In 2008, books about ecclesiology were selling briskly. Bloggers were consuming and recommending books about the church and church planting at rates never before seen, and the market included both clergy and laity, with the latter group feeling empowered to take an interest in a subject previously left to the professionals. (Historically in North America, while you might need theological degrees to be the pastor of a church, the work of planting includes colorful stories involving all types of people.)

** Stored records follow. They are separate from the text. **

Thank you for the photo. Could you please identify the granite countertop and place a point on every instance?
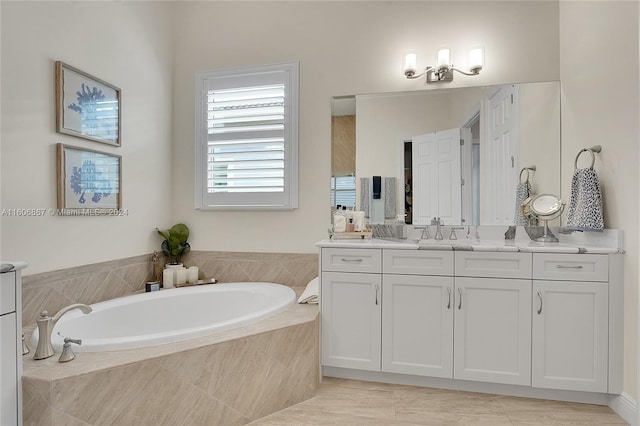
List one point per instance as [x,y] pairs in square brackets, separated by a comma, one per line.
[9,266]
[486,245]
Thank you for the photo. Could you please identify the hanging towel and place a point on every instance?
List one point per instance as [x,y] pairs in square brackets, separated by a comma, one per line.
[390,198]
[523,191]
[364,196]
[310,293]
[585,207]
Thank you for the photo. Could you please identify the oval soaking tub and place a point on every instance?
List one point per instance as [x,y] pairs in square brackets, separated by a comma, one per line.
[169,315]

Pagan Christianity?: Exploring the Roots of Our Church Practices was an important book during this time. The Tyndale House-distributed title with the bright red cover was presumably an update of a previous edition in 2002. According to what I wrote at the time, George Barna’s contribution was added for the revised edition. I have to assume that included much of the research; up to 25% of each page contains exhaustive footnotes. Those notes give the book an academic air, but in the end, especially re-reading this today as I’ve been doing, you realize that some of what is being offered up is based in opinion; specifically a preference for less-institutional, more organic worship setting, specifically the house church type of gathering. The book seems to want to call for a more radical paradigm shift than is realistically possible across the entire spectrum of churches.
In 2008, the market was ripe for a book like this. It was a time for deconstruction, and many were re-inventing the wheel. The terms emergent church and emerging church were on everyone’s lips, as was the idea of being missional, but this book doesn’t necessarily go there, since many emergent forms consisted of a blended worship which continued to incorporate the very traditional elements the book decries as rooted in medieval Catholicism, academia and even forms from other religions.
Where the book shines however is in terms of giving us an historical understanding of why we do the things we do. The use of church buildings. The sermon form. The robes and vestments. The clergy. The paid church staff. The Choir. Our expression of Baptism and Communion. Christian Education.
In 2016, as I’ve gone through it again, I believe the book continues to speak into our tendency to do church as it has always been done. Reading it eight years later provides a different lens however; many models were considered and not those churches which were implemented succeeded. Rather, the book inspired church planters to take a salad bar approach, to pick and choose which elements they wished to refine or delete altogether.
However, this time around, I also got more of the sense of walking in on a heated argument; a reminder that there are two sides in a debate, the other being traditionalists. It could be argued that we came through this micro-period in church history and not much changed. Or, it could equally be argued that in 2016 we have a much greater variety of churches doing very different types of things, and giving expression to their worship in unique ways.
For the latter group, the book Pagan may have been a big part of that.